Créer de nouveaux territoires
Et les lieux dans tout ça ? La révolution est bien là, les services s'enracinent dorénavant dans les lieux pour créer des ambiances qui les trancendent. Jusqu'à présent, les consommateurs devaient se rendre dans des lieux dédiés pour trouver un service et cela évinçait les besoins de courte durée ou irréguliers. Aujourd'hui, nous observons un retour du « locus », où les services associés à des biens vont à la rencontre des consommateurs pour s'intégrer dans leur territoire de vie. L'offre ainsi générée associe des lieux, des biens et des services. « Après avoir diversifié les biens puis les services, la nouvelle technologie générique permettra de les conjuguer afin de satisfaire cette demande » explique Michèle Debonneuil auteur de « L'espoir économique. Vers une révolution du quaternaire ».

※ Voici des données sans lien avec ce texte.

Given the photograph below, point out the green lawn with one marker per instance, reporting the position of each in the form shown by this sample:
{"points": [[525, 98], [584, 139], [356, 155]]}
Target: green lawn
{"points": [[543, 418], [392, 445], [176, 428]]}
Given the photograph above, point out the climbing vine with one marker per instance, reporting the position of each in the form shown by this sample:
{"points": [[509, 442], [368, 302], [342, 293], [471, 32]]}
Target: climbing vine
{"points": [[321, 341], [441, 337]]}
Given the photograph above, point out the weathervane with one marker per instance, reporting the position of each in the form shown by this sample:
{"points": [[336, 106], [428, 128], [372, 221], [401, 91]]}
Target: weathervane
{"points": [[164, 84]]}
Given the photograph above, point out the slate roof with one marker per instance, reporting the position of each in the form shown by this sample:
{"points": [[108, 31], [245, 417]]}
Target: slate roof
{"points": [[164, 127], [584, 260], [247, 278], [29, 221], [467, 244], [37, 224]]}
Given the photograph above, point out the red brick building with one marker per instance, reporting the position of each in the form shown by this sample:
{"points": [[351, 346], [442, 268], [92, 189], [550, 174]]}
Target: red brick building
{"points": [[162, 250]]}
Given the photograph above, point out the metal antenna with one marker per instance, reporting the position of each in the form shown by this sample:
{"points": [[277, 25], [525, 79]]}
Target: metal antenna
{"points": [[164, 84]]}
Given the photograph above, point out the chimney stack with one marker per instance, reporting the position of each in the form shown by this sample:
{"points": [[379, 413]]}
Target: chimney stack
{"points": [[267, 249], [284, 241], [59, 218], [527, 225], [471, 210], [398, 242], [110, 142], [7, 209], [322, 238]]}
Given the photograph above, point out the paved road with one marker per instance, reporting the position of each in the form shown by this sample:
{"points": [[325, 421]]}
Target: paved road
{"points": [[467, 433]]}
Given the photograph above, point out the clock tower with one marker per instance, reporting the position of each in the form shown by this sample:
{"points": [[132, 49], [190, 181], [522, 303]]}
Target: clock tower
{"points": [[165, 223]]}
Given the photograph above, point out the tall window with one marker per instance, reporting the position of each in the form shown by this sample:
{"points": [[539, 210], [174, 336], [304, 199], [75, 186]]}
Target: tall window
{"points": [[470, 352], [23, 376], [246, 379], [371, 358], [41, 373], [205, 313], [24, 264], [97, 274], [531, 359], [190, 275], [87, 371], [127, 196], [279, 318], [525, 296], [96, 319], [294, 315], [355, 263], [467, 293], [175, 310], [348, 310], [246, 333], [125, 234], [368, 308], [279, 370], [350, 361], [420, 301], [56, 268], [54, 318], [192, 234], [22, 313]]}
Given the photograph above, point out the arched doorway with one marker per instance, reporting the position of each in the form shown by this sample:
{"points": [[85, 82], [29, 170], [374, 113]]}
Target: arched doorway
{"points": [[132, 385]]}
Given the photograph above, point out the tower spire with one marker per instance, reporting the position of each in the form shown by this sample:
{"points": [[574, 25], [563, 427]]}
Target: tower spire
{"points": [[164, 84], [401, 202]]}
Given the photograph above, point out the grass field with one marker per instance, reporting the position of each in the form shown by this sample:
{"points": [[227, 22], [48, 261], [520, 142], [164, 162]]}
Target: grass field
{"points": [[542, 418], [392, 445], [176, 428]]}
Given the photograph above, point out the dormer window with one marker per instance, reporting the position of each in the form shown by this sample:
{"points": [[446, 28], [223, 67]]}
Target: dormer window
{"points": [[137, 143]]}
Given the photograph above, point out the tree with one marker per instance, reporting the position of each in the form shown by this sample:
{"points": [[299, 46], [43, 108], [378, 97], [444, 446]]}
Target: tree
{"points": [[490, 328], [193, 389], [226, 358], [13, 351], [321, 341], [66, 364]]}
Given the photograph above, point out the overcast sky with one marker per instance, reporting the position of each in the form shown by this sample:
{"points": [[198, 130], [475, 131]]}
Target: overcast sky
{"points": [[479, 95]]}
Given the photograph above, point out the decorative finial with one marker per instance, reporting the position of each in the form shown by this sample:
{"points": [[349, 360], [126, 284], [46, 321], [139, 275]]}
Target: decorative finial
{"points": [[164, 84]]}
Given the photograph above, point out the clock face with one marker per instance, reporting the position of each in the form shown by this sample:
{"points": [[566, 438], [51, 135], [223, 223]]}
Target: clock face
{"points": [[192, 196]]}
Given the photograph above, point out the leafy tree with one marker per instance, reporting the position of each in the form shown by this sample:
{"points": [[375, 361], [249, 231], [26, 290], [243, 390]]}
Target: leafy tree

L'espace public devient soudain le lieu propice à la livraison de ces services et ce n'est pas pour rien que les lieux de transport jouent un rôle majeur dans cette nouvelle économie. Situés sur le passage de beaucoup de citadins, ils offrent un point de livraison rêvé pour des services ajustés au mieux à leur besoin (de la vente à la mise à disposition de biens ou de savoirs-faire). Ce faisant, ils enrichissent considérablement l'intérêt de ces lieux pour les consommateurs en leur conférant une plus value et une nouvelle identité.
Demain, nos rues et nos gares deviendront sans doute des espaces providentiels, où trouver ce qu'il vous faut sera simple à condition d'en payer de prix. L'hybridation de l'urbain et des technologies permettra d'associer des lieux, des biens et des services dans un montage complexe pour l'opérateur mais simple pour le consommateur.